You're quoting the Masorete tradition about their scribe's fidelity to the work of copying. I don't doubt this tradition, but of course it couldn't be a fail-safe against human error. Nonetheless, every extant copy of the Masoretic text now in human possession includes the numerical divergence in Jehoiachin's age. For Wiersbe's theory to be true only means the error would have been introduced before the Masorah scribal system was developed (i.e., before 500 A.D.).
One would have to assume this is an error introduced by the Sopherim, the class of scribes before the Masoretes (from 300 B.C. to 100 A.D.). So the question to ask is how fastidious were the Sopherim in the copying of the manuscript.
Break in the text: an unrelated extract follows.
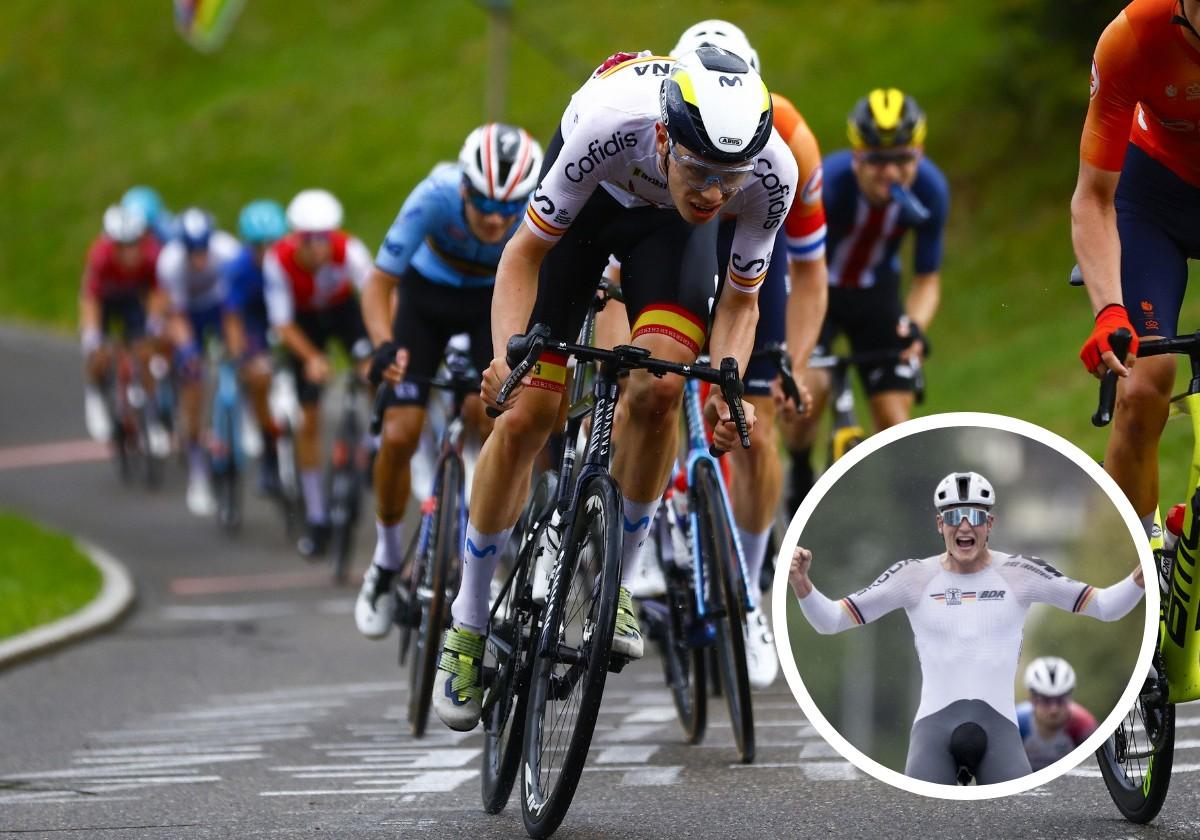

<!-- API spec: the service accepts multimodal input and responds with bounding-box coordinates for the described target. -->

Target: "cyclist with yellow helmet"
[433,47,797,730]
[788,88,950,508]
I don't know that we have any anecdotal evidence about their techniques, but we do have the evidences of their 18 tiqqune sopherim ("corrections of the scribes"), which famously appear in the Masoretic text with attribution. Unlike the Masoretic tradition, the Sopherim apparently introduced amendments to the manuscripts they were transcribing... at least 18 well-known times. Did the Sopherim have the degree of precision to prevent an error like a disappearing "hook" over the ideogram for "eight"? Well, how can we be sure? But Pastor Wiersbe's theory is not injured by our knowing the Sopherim did not consider it as important to produce an exact duplication of the originals as did the Masoretes.
By the way, for a visual of this supposed error in the text,
שְׁמֹונֶ֤ה the number 8שְׁמֹנֶ֨ה the number 18
Kind of subtle, wouldn't you say?
Ultimately, brother, a theory is only a theory if it is unproven. Until we find an ancient manuscript with no discrepancy between the passages... where both have the age 18 rendered... the matter is still debatable, I agree. But I suspect as time goes by, and you have more time to consider Wiersbe's explanation of the discrepancy, you may soften your earlier pronouncement that he's "ignorant" of Jewish history.
A few years back I had a long internet exchange with someone else who advanced the "you can't trust in the bible, only in your relationship to Jesus" argument that you seem to share. He was an advocate of the gay church (which I don't mention to disqualify his reasoning--he was intellectually honest enough to carefully examine arguments he disagreed with--but to say that he was emotionally vested in discrediting the authority of some parts of the bible); he found the "red-letter" portions of the bible much more affirming than the OT or the Pauline Epistles. He hated the way the scripture was wielded as a cudgel against folks who thought differently (he had a point there). He articulated a genuine warning about the cultic practice of "word-worship," when a Christian cannot see Jesus because he's too busy enshrining every comma and semi-colon of the King James Bible. He made some good arguments, but he could never explain to me how he could have no confidence in the bible, but all confidence in the Jesus he met there? How did he know anything of the nature of Jesus, except by the revelation of the Scriptures? And if the Scriptures were ultimately untrustworthy, so then was the Jesus they pointed toward.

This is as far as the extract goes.